More information below the break.

This workshop seeks scholars whose work reckons with some aspect of the British presence and legacy in mainland Latin America—whether in terms of formal colonial control, an “empire of neglect,” or informal empire. Especially welcome are those who question the very notion of “British Studies,” and, more generally, put critical pressure on “Area Studies” frameworks developed during the Cold War, and see their work in productive tension with such formulations.

The organizers of the symposium are particularly interested in scholarship in a variety of spaces across mainland Latin America, particularly Guyana and Belize on:

  • Blackness
  • Indigeneity
  • Asian and South Asian community formations
  • Enslavement/Emancipation
  • Indenture and systems of coerced labor and carceral confinement
  • Labor
  • Resistance
  • Crossings/Diasporas/Migrations
  • Race, racial politics and racial justice
  • Gender and Sexuality
  • Empire
  • Decolonization
  • Capitalism/Neoliberalism
  • Anti-communism and counter-insurgency
  • Artistic production
  • Community activism
  • Culture/Religion
  • Environmental justice
  • The politics of language and translation

Organizers encourage papers that attend to the links between these themes as well as networks in a variety of spaces across the mainland Americas, but also among diverse historical actors— from the Miskitu coastal region to former circum-Caribbean British spaces like San Andres (Colombia), to British enslavers in Venezuela—dating from the sixteenth century to the present. Projects examining the relations between these spaces and actors and the United Kingdom would be most welcome.
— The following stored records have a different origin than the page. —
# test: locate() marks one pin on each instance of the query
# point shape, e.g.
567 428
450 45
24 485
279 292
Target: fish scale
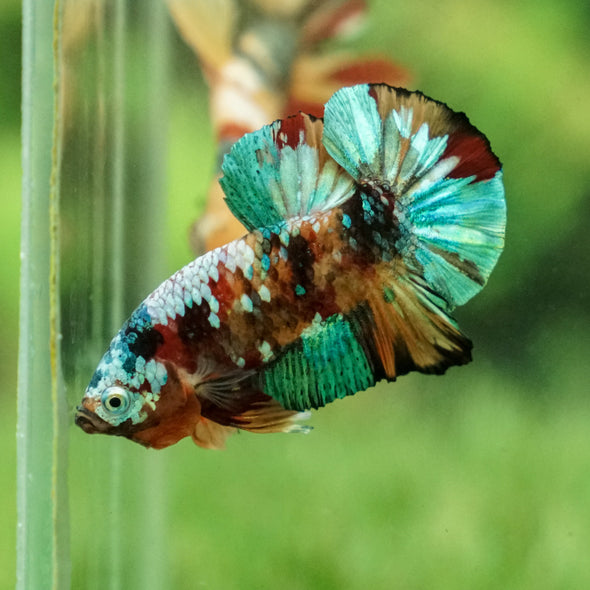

Scholarship from a variety of disciplines and interdisciplinary approaches from history, anthropology and literature to ethnic studies and film/performance studies is encouraged.

Decisions about submitted proposals will be made by January 3, 2022.

Workshop attendees will be expected to pre-circulate papers in advance of the workshop, which will take place on Friday, May 6, 2022, at Rutgers University, New Brunswick.